En otra carta escrita en pleno verano, le decía: «¡Ay, Manolo de mi alma, qué feo está Madrid! Por tu vida, no vengas acá, no abandones tu geórgico apartamiento, duerme tus siestas bajo un olivo, lejos de este infernal freidero. Si ahí te acribillan las moscas, aguántalas con paciencia, y acuérdate de los que aquí sufrimos las picadas de los tontos que en este nefando Madrid con el calor se multiplican y aguzan sus penetrantes aguijones. El verano ahuyenta despiadado a los pocos discretos, y embota las facultades de los que se quedan aquí. La enfermedad de mi señor suegro ha trastornado todos nuestros planes. María Ignacia no se determina a salir, y yo digo como aquel bruto: Ni se muere padre ni cenamos.

»La Corte se ha ido a La Granja; la política duerme una lúgubre mona; ausentes los llamados hombres públicos, los vagos de Madrid nos entretenemos vaticinando la próxima sedición militar. El pueblo la siente en su corazón con latido enérgico y profundo... Desde la famosa noche, ¡ay, mamá!... del bendito San Daniel, el temor y el gusto de una jarana ruidosa alientan en todas las almas. El pacífico vecino de esta Villa y Corte podrá meterse en la cama sin persignarse, no sin frotarse las manos diciendo: 'de mañana no pasa'. Un secreto instinto dice al pueblo que las aberraciones existentes no pueden continuar. Rara es la casa en donde la señora no manda a su doméstica, los más de los días, por provisiones extraordinarias: en el momento menos pensado será peligroso salir de casa. ¿Óyese un rumor callejero de granujas revoltosos?... pues hay carreras, y la gente despavorida se mete en los portales. ¿Suena el chasquido de una fusta?... ya que han empezado los tiros.

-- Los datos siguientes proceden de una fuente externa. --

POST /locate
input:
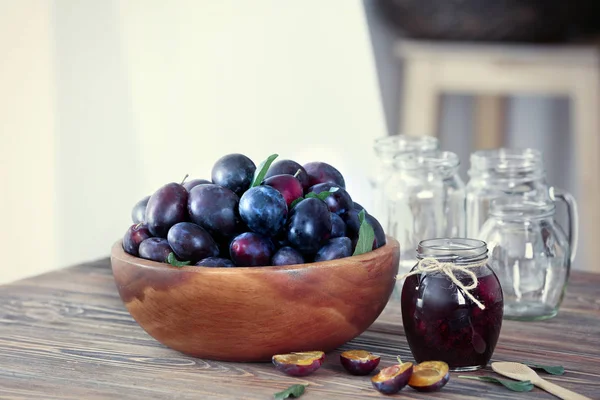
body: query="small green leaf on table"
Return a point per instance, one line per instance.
(515, 386)
(262, 169)
(293, 391)
(551, 369)
(171, 259)
(366, 235)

»Comprenderás, querido Manolo, por los brochazos de realidad que te transmito, que he descendido de mi globo para recrearme pintando las chapucerías pedestres de esta vida ramplona. Mis vesanias son temporales, alternas, rítmicas, y ahora estoy en la humorada de arrastrarme por el bajo suelo, todo baches y polvo. Además, mi buen Confusio, que es quien con su dislocada imaginación me saca de paseo por los espacios, hállase estos días algo turbado de sus excelsas facultades, y no acierta, según dice, con el desarrollo y secuencias de los extraordinarios sucesos archi-lógicos que refiere. Quéjase de que la soberana lógica se le pone de uñas; vese obligado a frecuentes enmiendas de su labor, a rectificar lo escrito y a desandar unos caminos para entrar en otros; en fin, que el hombre se ha hecho un lío, y es como una araña que se enreda en sus propias urdimbres... Antes que se me olvide, Manolo, ya he sabido de Prim. Está en Vichy tomando las aguas. Me lo ha dicho Muñiz, que ayer tuvo carta del grande hombre. Por más que apreté a Ricardo para que me dijese en qué lugar del planeta trabajan ahora estos tejedores de la revolución, no he logrado saber nada. Por latidos o vibraciones que llegan hasta mí, sé que hay todavía en el Gobierno esperanzas de inteligencia con Prim, y que se le ha indicado que venga para celebrar entrevista con O'Donnell. ¿Vendrá? ¿Se entenderán? Creo que esto no lo sabe ni el mismo Confusio, entendedor supremo de las cosas que no han pasado y deben pasar, o de lo que debiendo ser no es».